The idea is pretty straightforward: we implement a get_top_list method that return a list of (item, score) pairs of length k, in descending order of rank. The parameter exclude is used to provide the model with information about items that should be excluded from the toplist. This is used for example when exclude_known=True.
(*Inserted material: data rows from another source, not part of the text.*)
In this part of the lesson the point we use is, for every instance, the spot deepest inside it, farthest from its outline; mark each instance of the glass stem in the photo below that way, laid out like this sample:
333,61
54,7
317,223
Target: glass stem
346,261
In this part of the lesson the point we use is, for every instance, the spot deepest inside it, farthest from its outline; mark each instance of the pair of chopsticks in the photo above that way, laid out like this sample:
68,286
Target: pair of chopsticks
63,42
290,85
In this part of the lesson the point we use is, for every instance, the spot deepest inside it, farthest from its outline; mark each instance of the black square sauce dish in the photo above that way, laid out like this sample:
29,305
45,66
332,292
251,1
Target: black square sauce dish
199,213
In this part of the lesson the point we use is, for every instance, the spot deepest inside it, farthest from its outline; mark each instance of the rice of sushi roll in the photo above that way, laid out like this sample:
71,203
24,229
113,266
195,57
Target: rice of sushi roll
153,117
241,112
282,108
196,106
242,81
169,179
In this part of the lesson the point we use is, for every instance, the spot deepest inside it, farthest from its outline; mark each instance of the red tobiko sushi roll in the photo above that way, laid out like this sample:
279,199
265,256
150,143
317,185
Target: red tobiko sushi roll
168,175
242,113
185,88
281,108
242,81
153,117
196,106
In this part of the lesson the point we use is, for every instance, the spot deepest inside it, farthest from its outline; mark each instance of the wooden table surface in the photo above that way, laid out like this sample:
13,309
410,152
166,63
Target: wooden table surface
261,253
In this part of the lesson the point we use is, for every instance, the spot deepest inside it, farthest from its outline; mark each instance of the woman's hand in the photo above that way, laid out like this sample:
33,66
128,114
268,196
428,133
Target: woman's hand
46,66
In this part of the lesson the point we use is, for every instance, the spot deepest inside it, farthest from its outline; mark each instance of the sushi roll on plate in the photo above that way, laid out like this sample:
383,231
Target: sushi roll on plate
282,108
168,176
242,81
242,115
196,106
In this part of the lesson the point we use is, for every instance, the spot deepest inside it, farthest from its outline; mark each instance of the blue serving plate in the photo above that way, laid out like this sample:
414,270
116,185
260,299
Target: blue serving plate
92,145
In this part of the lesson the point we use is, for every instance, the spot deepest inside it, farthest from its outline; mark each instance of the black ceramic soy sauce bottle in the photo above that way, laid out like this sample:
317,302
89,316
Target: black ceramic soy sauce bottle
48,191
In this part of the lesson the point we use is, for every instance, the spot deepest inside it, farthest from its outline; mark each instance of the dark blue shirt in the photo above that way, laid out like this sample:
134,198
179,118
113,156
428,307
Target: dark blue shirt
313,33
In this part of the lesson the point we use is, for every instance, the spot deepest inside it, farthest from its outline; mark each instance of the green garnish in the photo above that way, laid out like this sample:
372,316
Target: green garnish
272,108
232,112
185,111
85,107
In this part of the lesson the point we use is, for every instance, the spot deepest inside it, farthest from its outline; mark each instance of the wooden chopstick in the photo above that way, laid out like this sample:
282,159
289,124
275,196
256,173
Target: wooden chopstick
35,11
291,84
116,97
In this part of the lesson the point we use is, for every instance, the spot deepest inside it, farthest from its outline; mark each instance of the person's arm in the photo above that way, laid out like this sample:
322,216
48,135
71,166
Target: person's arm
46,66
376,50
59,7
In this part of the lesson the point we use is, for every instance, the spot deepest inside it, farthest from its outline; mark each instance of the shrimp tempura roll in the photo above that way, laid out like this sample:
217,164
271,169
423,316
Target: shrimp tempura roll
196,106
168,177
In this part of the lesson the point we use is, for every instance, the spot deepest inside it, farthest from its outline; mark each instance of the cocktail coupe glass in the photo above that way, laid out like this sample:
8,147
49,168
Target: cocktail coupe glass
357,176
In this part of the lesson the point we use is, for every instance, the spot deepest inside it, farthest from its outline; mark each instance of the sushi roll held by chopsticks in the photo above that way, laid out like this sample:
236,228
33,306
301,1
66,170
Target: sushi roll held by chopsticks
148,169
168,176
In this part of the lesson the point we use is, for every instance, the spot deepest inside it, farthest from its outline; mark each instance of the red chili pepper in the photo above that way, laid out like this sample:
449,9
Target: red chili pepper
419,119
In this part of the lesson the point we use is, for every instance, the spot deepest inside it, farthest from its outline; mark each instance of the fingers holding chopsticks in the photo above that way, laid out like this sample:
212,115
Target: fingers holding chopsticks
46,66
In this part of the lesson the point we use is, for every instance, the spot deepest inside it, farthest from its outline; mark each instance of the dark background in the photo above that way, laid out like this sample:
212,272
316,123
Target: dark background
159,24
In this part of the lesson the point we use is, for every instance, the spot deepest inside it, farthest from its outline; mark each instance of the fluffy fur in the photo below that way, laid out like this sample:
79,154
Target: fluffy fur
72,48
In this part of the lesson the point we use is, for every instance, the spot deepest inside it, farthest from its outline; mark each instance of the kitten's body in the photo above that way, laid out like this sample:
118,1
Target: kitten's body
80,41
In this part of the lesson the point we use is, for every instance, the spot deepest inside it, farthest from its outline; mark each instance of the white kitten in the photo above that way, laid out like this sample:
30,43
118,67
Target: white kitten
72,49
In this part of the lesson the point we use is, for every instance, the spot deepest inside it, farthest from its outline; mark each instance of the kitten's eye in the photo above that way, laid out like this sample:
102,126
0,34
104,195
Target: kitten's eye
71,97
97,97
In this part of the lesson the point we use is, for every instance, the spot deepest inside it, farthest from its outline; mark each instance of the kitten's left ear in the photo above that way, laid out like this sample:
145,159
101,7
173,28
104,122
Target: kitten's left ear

:$ time python toplist_example.py
running experiment...
0%-1%-2%-3%-4%-5%-6%-7%-8%-9%-10%-11%-12%-13%-14%-15%-16%-17%-18%-19%-20%-21%-22%-23%-24%-25%-26%-27%-28%-29%-30%-31%-32%-33%-34%-35%-36%-37%-38%-39%-40%-41%-42%-43%-44%-45%-46%-47%-48%-49%-50%-51%-52%-53%-54%-55%-56%-57%-58%-59%-60%-61%-62%-63%-64%-65%-66%-67%-68%-69%-70%-71%-72%-73%-74%-75%-76%-77%-78%-79%-80%-81%-82%-83%-84%-85%-86%-87%-88%-89%-90%-91%-92%-93%-94%-95%-96%-97%-98%-99%-OK
time
0.0    0.003675
1.0    0.004191
2.0    0.006286
3.0    0.006221
4.0    0.009494
Name: dcg, dtype: float64

real    0m49.867s
user    1m1.892s
sys     0m4.906s

Faster than the first version, slower than ranking iterators. This makes sense: while ranking iterators may stop early, creating the toplist is slower as it always considers all nonzero items. Moreover, the above implementation is not optimal: we could either keep the items in a priority list for each user, or simply do an O(n) top k selection instead of sorting. Another improvement we could make is to complete the toplist when it’s too short or break ties using e.g. popularity.

Note

Once again the result is different. This is, again, due to equally scored items. In toplist models, it’s the responsibility of the model to handle this question correctly. Note though that the effect of equally scored items is unusually strong in case of the transition probability model, and is much less pronounced in others, such as matrix factorization.